I mean, Bangqiao wiped out numerous settlements. On the other hand you know the remaining RBMK reactors at Chernobyl continued to operate for years after the incident, the last one closing in 2000, and only after the international community conditioned funding for the New Safe Containment installation on it. There's still a few RBMK reactors operating - after the safety retrofits of course.
> remaining RBMK reactors at Chernobyl continued to operate for years
Many reactors did continue to operate, in many sites. It shows that the design wasn't flawed to the point of condemning it: a fix was possible. Implication: even a non-major flaw can trigger a disaster.
Ok? But the bigger point is that’s not at all unique to nuclear. It’s common to a whole ton of things we do. And they can all have just as big an impact. Planes for instance. We iterate and improve, we don’t run back to the Stone Age.
Also the positive void coefficient was clearly a major flaw lol
The major difference is that for nearly all other causes nearly all victims chose to use the thing. My own brother died during a jetliner crash (SR-111), not surprisingly while he was in the plane after deciding to climb in it. I'm sad about this but I sure cannot say he didn't decide to accept the risk.
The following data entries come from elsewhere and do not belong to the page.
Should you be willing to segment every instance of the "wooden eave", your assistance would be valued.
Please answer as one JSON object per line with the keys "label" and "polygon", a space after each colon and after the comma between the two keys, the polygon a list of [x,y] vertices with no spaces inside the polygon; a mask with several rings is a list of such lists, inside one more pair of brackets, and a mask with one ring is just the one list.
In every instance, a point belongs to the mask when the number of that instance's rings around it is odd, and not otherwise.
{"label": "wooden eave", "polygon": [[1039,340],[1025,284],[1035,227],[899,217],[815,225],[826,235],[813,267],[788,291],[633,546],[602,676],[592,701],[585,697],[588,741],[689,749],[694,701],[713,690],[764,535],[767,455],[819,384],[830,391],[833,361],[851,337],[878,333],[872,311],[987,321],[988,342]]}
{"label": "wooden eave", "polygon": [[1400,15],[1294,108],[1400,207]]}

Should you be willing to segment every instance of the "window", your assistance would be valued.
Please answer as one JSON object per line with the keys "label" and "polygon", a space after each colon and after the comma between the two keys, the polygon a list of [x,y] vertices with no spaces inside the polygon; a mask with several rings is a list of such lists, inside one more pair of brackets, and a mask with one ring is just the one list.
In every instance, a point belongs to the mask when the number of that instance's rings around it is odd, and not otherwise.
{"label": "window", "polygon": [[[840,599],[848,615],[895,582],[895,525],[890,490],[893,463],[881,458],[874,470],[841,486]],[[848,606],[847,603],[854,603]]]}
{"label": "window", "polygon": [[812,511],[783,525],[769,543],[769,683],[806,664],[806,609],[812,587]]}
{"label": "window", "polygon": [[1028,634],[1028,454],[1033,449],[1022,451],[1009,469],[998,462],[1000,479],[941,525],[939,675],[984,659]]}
This is not true for nuclear energy: even very remote bystanders unwilling to take the risk are majorly exposed. In other words those who build or agree are exposing those who don't (along with many generations to come thanks to plant decommissions and nuclear waste).
Moreover traveling to very distant places by land or sea is way slower, and more difficult/dangerous than by using a jetliner.
This is not true for nuclear energy: we already use other types of equipment (wind turbines, solar panels...) offering the same fundamental service (and we know how to alleviate their intermittency), without any measurable risk of major accident, no long-term dangerous waste, no dependency towards a combustible... Those very equipment, and this should not come as a surprise, are more and more preferred to nuclear: https://ourworldindata.org/grapher/nuclear-renewables-electr...
Iterating/improving does not guarantee constant enhancement, nor a progress on the long-term, as any software development specialist knows. The keyword here is 'side-effects' (discovering a bug, then fixing it... and by doing so inducing a latent and more dangerous bug). Even if it did there is no way to be absolutely sure of our risk assessment because being sure implies to know each and every defect/flaw, therefore the very decision to take (or refuse) the risk would entirely lay on trust towards the specialists, leading to a vast array of major challenges (to begin with: specialists will be both judges and defendants).
No, given the RBMK architecture the positive void coefficient isn't a major flaw. It simply implies that some ways to operate the reactor (letting it gain thermal power after reaching a given low-power stage) is strictly forbidden. Each and every reactor has limitations of this sort, mainly defined as dangerous maneuvers or states duly declared to the operators as forbidden.
This approach (positive void coefficient) is intrinsic to RBMKs, there is no way to operate a RBMK reactor under another principle, and (I repeat) many of such reactors ran for decades after Chernobyl, and some operate right now. Therefore the positive void coefficient isn't a critical flaw (which would imply to immediately quit exploiting all RBMK reactors).
> This is not true for nuclear energy: even very remote bystanders unwilling to take the risk are majorly exposed.
Nah. We're all responsible for the choice. That's how democracy works.
> No, given the RBMK architecture the positive void coefficient isn't a major flaw.
The results speak for themselves.
The data on nuclear speaks for itself. Even Fukushima alone in isolation was one of the safest power plants we have, and it was the second worst nuclear disaster in history.